Saturday, November 14, 2020

Shaking Hands With Nature


 

In the great out-of-doors wilderness experience 

of raw nature you venture forth for the express 

purpose of being there whether to find yourself 

capable of adjusting to the fundamentals of existence

or to satisfy your instinctive love of wild green places

unshielded by humanity's great strides in manipulating

their environment for ultra comfort and distance

from the demands of basic needs solved by tame

technological advances; what could be more humbling 

than to find yourself like any other animal searching 

privacy in the vulnerability of primary functions? 

There, where no bathrooms exist rivers and lakes 

and forest do, in abundance. And if you're in a 

heritage wilderness park you can hike the portages 

with your canoe on upraised arms, backpack carrying 

all you need for a week compressed into essentials. 

You will become adept at harnessing that backpack

high and inaccessible between two obliging trees

you will discover on islands cranberries grow on shrubs

and wild rice in shallow depths of bogs. At night the

eerie sound of stealth movement, the distant howls

of wolves, the glory of the night sky's Milky Way.

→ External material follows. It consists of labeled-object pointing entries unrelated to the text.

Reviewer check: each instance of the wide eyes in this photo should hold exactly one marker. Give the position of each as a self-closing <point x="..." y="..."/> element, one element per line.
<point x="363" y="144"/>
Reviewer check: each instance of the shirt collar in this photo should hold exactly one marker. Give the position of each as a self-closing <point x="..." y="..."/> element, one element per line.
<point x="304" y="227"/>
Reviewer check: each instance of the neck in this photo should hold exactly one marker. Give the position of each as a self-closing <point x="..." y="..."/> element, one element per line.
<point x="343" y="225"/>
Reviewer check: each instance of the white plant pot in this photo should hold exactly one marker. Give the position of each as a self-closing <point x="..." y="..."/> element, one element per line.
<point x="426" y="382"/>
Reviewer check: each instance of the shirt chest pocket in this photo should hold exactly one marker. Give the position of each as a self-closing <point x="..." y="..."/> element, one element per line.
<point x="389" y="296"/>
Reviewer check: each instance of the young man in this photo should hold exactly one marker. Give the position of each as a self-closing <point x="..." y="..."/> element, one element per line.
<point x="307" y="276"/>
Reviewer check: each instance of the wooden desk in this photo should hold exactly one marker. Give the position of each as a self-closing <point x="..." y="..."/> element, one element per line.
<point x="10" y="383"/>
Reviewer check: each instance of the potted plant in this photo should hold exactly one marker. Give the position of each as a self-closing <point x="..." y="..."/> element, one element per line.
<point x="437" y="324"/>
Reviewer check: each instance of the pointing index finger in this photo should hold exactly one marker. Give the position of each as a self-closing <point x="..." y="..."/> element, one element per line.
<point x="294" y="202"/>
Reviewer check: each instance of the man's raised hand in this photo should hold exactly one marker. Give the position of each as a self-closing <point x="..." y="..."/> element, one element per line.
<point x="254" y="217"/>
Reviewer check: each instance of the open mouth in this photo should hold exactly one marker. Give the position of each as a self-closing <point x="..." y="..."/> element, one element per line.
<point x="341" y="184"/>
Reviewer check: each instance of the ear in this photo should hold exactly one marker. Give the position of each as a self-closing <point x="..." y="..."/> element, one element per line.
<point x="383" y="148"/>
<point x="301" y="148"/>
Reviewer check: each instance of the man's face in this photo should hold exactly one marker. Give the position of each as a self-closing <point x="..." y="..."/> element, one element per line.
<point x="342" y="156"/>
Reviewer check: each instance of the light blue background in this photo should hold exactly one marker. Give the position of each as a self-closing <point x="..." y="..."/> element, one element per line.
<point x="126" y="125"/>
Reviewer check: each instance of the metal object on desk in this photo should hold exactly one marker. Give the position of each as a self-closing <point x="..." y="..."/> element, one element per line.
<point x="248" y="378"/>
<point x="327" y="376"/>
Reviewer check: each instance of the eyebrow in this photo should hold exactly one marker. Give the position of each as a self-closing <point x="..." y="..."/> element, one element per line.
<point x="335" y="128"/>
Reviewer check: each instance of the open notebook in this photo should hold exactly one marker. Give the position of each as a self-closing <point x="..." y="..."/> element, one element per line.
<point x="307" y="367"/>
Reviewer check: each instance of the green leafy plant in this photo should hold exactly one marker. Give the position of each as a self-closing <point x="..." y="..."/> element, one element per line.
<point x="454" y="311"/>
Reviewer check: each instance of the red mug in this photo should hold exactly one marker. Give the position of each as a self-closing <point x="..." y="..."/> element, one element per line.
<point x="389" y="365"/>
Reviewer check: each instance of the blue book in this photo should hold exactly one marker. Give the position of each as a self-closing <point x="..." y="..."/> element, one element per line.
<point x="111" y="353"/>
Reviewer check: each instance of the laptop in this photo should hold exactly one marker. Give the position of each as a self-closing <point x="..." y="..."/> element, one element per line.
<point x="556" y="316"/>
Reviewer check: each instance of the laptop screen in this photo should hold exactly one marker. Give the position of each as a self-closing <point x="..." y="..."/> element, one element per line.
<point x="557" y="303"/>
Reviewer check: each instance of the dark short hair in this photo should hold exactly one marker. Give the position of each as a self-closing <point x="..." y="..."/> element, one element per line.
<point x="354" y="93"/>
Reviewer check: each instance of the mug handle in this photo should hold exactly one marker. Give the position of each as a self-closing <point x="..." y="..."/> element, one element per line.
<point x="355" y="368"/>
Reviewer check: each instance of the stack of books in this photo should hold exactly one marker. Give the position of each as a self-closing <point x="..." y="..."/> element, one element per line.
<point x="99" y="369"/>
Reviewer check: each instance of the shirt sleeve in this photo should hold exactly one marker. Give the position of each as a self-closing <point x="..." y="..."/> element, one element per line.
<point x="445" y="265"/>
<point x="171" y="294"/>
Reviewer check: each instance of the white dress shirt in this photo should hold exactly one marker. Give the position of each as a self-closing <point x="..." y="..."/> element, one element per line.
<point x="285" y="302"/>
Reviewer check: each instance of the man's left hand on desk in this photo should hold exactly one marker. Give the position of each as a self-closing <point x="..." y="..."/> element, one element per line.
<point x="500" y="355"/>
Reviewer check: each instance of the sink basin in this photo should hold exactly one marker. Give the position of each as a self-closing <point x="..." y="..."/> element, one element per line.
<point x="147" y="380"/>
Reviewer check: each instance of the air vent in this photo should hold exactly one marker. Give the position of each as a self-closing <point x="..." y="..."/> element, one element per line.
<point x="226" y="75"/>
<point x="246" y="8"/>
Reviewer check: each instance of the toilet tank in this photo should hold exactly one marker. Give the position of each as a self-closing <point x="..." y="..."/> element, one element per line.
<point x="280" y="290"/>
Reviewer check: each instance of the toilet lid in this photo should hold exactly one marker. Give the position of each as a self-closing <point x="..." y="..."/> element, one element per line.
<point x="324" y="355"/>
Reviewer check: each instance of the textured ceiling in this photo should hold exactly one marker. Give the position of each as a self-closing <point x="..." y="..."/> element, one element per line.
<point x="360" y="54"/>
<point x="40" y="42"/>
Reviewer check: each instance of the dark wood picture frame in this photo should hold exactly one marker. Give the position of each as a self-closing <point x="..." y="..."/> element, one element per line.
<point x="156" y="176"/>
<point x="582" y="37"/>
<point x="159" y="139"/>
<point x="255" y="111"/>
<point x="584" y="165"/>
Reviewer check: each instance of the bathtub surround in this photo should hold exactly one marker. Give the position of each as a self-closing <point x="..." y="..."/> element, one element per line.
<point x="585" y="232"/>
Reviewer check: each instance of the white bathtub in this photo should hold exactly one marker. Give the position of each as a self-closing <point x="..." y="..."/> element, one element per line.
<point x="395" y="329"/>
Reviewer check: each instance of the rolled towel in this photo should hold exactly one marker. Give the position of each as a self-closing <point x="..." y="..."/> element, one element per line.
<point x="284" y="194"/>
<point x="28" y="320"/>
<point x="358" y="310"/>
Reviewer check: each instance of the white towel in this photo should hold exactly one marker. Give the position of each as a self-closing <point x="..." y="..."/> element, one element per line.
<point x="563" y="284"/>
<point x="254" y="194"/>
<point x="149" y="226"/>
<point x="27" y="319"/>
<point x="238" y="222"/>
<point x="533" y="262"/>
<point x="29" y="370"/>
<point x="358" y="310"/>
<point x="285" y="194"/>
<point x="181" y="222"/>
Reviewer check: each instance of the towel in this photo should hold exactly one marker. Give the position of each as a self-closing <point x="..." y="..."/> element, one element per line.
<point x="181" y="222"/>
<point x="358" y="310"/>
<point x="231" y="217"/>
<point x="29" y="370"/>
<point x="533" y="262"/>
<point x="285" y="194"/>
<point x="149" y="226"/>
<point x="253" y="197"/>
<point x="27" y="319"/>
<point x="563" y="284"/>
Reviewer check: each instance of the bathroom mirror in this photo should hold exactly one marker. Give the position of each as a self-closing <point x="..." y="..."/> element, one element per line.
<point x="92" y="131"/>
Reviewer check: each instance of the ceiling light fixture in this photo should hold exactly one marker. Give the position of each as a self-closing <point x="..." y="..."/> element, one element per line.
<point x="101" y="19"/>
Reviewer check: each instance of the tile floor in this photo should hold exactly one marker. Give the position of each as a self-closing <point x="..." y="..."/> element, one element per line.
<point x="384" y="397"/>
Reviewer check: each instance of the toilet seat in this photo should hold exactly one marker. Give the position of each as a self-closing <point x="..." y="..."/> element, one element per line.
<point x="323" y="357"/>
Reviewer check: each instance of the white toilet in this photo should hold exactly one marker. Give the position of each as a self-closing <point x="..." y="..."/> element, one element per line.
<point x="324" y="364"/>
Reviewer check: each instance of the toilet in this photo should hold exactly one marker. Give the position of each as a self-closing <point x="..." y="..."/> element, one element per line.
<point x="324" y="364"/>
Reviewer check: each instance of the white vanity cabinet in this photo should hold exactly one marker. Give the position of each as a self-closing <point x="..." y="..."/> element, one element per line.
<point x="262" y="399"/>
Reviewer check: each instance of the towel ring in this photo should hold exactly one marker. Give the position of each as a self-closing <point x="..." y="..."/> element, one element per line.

Each camp site becomes an adventure of discovery

curiosity satiated locating a box over a trench, or one 

with a roof and open sides, even occasionally a fully 

enclosed loo where you needn't return your toilet roll 

to your backpack and the gratitude felt when you 

find a worn bar of soap left behind sitting on a rock 

awaiting use at the edge of a lake. You are an intruder 

deserving of the ire of squirrels tossing cones on your 

tent from the pines above. The bold and tenacious mice 

who scurry over your cooking pans proprietarily as

dusk descends are not there for your amusement

though they do perform that function. The jays that

swoop expertly to fly off with a long spaghetti strand

they've beaked exact the rental fee they have imposed.

And you have succeeded in shaking hands with nature

as you learn to avoid rapids, to keep your distance from

moose, to identify the horrifying shriek of a screech owl.